In Benner’s emailed responses to both Johnson and Loos, obtained by The Collegian, he cited concerns about power loss because of weather as one reason items were removed.
Loos did not agree that removing food from freezers was a necessary precaution, she said.
“I think even if the power were to go out, the power would come back on — [it] usually does — and if the freezer is not open, that’s probably not going to damage any of the items in the freezer,” Loos said.
Johnson agreed that a severe power outage seemed unlikely.
“In my four years at the university, I don’t think there has been a power outage due to weather that has lasted for more than an hour ever,” Johnson said.
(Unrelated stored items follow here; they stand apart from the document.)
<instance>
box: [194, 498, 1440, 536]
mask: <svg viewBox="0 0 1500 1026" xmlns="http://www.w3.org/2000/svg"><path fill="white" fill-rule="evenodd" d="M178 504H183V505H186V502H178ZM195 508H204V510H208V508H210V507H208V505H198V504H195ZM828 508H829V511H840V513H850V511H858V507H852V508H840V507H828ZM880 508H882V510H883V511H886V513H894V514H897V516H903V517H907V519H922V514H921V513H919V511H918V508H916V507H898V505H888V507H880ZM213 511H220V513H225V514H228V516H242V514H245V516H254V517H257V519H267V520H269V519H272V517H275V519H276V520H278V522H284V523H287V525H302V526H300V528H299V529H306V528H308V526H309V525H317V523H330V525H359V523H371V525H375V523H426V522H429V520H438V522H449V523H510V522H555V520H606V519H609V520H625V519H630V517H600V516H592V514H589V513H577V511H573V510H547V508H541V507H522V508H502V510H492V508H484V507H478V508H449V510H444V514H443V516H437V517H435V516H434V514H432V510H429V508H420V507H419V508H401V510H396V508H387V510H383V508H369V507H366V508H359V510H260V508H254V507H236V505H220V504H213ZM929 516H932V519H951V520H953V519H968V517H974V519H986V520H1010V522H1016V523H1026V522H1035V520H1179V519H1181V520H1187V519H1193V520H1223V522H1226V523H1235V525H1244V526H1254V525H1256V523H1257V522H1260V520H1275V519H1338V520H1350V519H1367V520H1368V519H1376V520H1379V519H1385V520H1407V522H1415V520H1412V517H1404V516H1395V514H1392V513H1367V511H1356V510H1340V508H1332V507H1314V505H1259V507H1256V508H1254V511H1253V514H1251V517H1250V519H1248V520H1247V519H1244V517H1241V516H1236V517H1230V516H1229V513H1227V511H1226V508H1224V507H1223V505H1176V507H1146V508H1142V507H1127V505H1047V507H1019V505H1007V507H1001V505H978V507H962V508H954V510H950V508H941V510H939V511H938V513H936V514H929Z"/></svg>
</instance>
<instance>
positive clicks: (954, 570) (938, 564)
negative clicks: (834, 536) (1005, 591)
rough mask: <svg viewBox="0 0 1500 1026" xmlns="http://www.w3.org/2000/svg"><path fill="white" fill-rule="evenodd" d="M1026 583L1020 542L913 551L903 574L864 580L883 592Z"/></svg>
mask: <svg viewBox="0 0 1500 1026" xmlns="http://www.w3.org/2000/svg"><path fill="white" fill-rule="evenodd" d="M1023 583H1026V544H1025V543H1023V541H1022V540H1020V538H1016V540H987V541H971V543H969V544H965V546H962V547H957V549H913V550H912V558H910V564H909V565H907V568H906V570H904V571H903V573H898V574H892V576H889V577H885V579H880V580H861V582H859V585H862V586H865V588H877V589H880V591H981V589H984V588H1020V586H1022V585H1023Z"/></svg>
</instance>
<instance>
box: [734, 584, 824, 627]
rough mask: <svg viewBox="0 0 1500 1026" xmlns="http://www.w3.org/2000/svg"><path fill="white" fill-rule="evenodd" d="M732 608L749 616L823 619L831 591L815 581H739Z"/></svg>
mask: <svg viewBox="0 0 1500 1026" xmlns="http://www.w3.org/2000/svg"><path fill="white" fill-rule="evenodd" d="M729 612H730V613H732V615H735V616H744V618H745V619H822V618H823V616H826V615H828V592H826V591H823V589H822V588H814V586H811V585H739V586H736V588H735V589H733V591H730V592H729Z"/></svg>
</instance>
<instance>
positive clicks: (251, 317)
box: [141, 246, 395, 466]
Johnson said Benner had also written that UR planned to donate what food items they could, which Johnson said he was grateful for.
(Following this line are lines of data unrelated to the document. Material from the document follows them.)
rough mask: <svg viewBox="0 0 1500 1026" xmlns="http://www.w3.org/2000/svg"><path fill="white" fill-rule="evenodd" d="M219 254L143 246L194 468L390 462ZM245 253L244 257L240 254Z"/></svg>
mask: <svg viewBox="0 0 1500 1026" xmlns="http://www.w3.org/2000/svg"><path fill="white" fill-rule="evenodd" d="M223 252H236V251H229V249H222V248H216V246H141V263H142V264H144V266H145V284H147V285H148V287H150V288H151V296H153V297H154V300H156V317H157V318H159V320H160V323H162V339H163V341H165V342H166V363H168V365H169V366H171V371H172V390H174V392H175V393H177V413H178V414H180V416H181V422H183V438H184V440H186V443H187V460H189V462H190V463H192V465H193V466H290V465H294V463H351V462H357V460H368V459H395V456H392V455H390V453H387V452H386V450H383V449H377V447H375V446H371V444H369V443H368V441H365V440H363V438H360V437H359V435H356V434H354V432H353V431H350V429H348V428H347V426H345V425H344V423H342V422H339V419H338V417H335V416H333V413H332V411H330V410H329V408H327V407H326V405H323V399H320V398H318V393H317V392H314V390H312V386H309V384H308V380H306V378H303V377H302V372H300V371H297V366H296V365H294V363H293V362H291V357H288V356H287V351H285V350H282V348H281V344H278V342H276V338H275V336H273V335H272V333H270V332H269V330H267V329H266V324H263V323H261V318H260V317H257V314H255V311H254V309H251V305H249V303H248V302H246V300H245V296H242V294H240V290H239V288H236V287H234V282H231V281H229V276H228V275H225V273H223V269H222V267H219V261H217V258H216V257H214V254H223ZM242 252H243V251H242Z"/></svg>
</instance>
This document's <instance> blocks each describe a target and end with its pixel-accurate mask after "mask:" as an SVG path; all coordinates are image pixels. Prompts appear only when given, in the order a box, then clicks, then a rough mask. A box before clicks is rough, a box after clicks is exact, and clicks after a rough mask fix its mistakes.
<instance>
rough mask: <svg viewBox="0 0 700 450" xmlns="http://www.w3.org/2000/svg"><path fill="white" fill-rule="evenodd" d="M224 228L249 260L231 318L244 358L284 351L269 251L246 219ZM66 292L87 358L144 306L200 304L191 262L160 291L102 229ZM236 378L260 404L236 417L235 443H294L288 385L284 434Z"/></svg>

Loos did not think alcohol should be removed from refrigerators or freezers because it would not spoil like produce and was worried about her alcohol being removed, she said. Overall, she said she thought the situation could have been handled better.
“I don’t think they have a right to take [alcohol] and to take it without any sort of compensation or, honestly, an apology,” Loos said.
Brier Clough, a senior, said she did not think refrigerators and freezers needed to be completely cleaned out, specifically citing concerns about the removal of frozen food and alcohol. Clough said she did not know what had been taken from her apartment.
“I feel like there has got to be some kind of legal barring of, kind of, like, a removal of things [when] we are not sure what exactly is happening,” Clough said. “Like, we won’t know until we get back what’s been taken. So we have no power over the situation.”
Clough questioned what UR would do if illegal substances were found. Benner had not addressed contraband in his April 2 email.
“If this continues, then there’s problems with, you know, illegal substances and stuff on campus, and I don’t know how they’re going to handle it,” Clough said. “But I’m sure that it has to be considered, like, a problem that deserves amnesty because of everything going on. Like, it’s kind of like an illegal search without a warrant at that point, so it’s just kind of all very questionable right now.”
Junior Rehan Iqbal is currently living alone in a suite-style room on campus and is one of two people living in Freeman Hall, he said. Iqbal panicked when he first heard perishables were going to be removed.
“I kind of had a mini panic attack because I did not know what the motive was,” Iqbal said. “So I thought they were getting rid of stuff because they were planning on moving us out.”
Iqbal said UR had implemented a sticky note system within residence halls to identify occupied rooms.
“They basically leave a sticky note there that says occupied and it says the date,” he said. “So mine says occupied as of April 8, 2020, and then it says my room number.”
Iqbal uses his suitemates’ refrigerator and freezer, with their permission, and was nervous about his food being removed from their unoccupied adjoining room, he said. He said the food in the adjoining room had not been removed as of April 11.
According to the UR housing policies webpage, “University employees may access rooms/apartments in accordance with university policies and procedures, which may be amended at the sole discretion of the University.
“University employees may enter the room for reasons deemed necessary, including but not limited to, emergencies, maintenance, inspections, repairs, inventory, reclaiming University property, health and fire safety inspections, rearranging furniture to accommodate new roommates, removal of abandoned belongings, resolving unsafe or unsanitary conditions.”